鹿溪盯著他看了看,覺得他長得挺好看的,就眨了眨眼睛問他:「你叫什麼名字?」
他聲音很低,與黑暗融為一體:「阿七。」
「阿七。」鹿溪學了一下,繼續問他,「你是我爹爹安排過來的?」
「嗯。」
鹿溪來了興趣,「那我爹爹和阿娘有暗衛嗎?」
「有。」他說話好像向來惜字如金。
「那爹爹和阿娘的暗衛不會是叫阿一、阿二、阿三、阿四、阿五、阿六吧?你是第七個?你後面是不是還有阿八阿九?」鹿溪笑眼彎彎的看著他,她向來話很多。
「阿一,他叫阿大。」他糾正。
「哦。」鹿溪捧著臉看他,她覺得他一本正經說話的樣子挺好玩的。
明明看著年紀跟她差不多大嘛。
阿七不說話了。
鹿溪卻不想這麼快結束話題,就拉著他繼續問:「那爹爹的暗衛是哪幾個,阿娘的暗衛又是哪些呀?」
「阿大、阿二、阿三,是王爺的。阿四、阿五是王妃的。」
「那阿六呢?」鹿溪發出疑問。
「阿六是郡主的。」阿七垂下眼睫。
鹿溪蹙眉,「除了你,我還有別的暗衛?那阿六在哪裡,我要見見他。」
「阿六死了。」他聲音很平淡,說死亡二字如話家常,沒有給他任何波動。
鹿溪神色一僵,「怎麼死的。」
「護主。」阿七道。
他們是藏在暗中的一把刀,主子的安全是他們的唯一任務,至死方休。即使主子不知他們的存在,他們也要在暗中為他們出生入死。

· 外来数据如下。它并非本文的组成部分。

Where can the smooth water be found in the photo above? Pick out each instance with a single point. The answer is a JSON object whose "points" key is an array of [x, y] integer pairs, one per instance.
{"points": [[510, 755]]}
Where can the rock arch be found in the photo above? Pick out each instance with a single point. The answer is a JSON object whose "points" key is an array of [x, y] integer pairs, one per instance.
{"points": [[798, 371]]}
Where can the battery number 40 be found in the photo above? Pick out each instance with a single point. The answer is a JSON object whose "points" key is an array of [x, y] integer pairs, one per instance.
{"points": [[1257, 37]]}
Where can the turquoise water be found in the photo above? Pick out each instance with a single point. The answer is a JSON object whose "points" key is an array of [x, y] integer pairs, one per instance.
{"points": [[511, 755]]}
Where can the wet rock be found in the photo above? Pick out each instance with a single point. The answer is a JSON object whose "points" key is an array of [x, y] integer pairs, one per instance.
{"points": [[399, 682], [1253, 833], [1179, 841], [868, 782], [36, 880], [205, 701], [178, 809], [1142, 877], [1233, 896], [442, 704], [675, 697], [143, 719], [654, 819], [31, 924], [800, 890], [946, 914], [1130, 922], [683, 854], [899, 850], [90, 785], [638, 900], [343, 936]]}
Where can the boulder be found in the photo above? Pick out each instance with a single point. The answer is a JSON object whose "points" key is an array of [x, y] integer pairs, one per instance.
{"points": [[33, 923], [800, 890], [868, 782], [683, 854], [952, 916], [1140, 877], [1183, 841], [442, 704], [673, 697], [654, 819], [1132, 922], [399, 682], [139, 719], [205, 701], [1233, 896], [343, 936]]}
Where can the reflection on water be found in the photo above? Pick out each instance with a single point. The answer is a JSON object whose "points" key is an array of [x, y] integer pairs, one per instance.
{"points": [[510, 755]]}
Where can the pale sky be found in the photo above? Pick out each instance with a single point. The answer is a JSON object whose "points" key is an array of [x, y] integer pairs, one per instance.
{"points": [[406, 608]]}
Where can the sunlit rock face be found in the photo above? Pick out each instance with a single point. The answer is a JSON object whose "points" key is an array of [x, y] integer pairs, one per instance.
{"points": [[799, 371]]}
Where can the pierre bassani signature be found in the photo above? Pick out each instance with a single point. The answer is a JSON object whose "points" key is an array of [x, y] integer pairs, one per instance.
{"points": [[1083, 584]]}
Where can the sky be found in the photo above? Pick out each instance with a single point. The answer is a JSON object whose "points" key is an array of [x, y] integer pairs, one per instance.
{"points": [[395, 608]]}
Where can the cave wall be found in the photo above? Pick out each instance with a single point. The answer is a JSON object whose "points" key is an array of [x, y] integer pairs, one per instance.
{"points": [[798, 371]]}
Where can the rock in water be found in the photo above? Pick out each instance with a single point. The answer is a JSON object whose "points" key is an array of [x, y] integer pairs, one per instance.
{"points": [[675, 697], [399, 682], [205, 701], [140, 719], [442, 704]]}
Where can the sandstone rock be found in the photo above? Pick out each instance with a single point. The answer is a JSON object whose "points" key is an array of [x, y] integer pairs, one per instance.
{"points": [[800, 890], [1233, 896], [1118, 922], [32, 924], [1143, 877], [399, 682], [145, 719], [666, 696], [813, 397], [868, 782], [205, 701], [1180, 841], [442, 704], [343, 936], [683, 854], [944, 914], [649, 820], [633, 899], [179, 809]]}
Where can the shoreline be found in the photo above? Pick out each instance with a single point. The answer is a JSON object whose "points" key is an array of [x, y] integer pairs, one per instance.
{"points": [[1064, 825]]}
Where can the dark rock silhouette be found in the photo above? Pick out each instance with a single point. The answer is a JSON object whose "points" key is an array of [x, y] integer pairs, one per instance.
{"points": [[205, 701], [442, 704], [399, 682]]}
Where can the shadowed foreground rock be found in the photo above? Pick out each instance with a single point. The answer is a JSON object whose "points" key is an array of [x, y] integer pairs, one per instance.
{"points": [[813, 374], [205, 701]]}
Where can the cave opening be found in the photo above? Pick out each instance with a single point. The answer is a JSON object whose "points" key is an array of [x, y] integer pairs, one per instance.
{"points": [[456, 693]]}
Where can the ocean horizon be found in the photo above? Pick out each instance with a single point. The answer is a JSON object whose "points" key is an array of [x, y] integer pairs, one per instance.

鹿溪在靖王府長大,一直是無憂無慮的,從未見過生命消逝。
可這一刻。
卻有一個人告訴她:
有一個她見都沒見過的人,居然已經為了保護她死了?
是什麼時候?
她明明...從來沒有察覺到致命的危險。
鹿溪有些渾渾噩噩的,她也不知道自己是怎麼把面具還給阿七的,也不知道自己是怎麼給他藥讓他去治傷的,就這樣躺在了床上,看著床頂發呆。
她第一次覺得自己做錯了事。
也是第一次覺得爹爹阿娘說得對,她頑皮不堪。
要是她能乖一點,之前就不會遇到那麼多次危險,阿六是不是就不會死了?阿七是不是就不會受傷了?
鹿溪慢慢捏緊拳頭。
她要努力變強。
再也不要做遇到危險就只會眼睜睜看著危險到來,等著暗衛或者是侍衛替她去擋危險的存在了。
她不想再有人因為保護她,而丟掉性命了。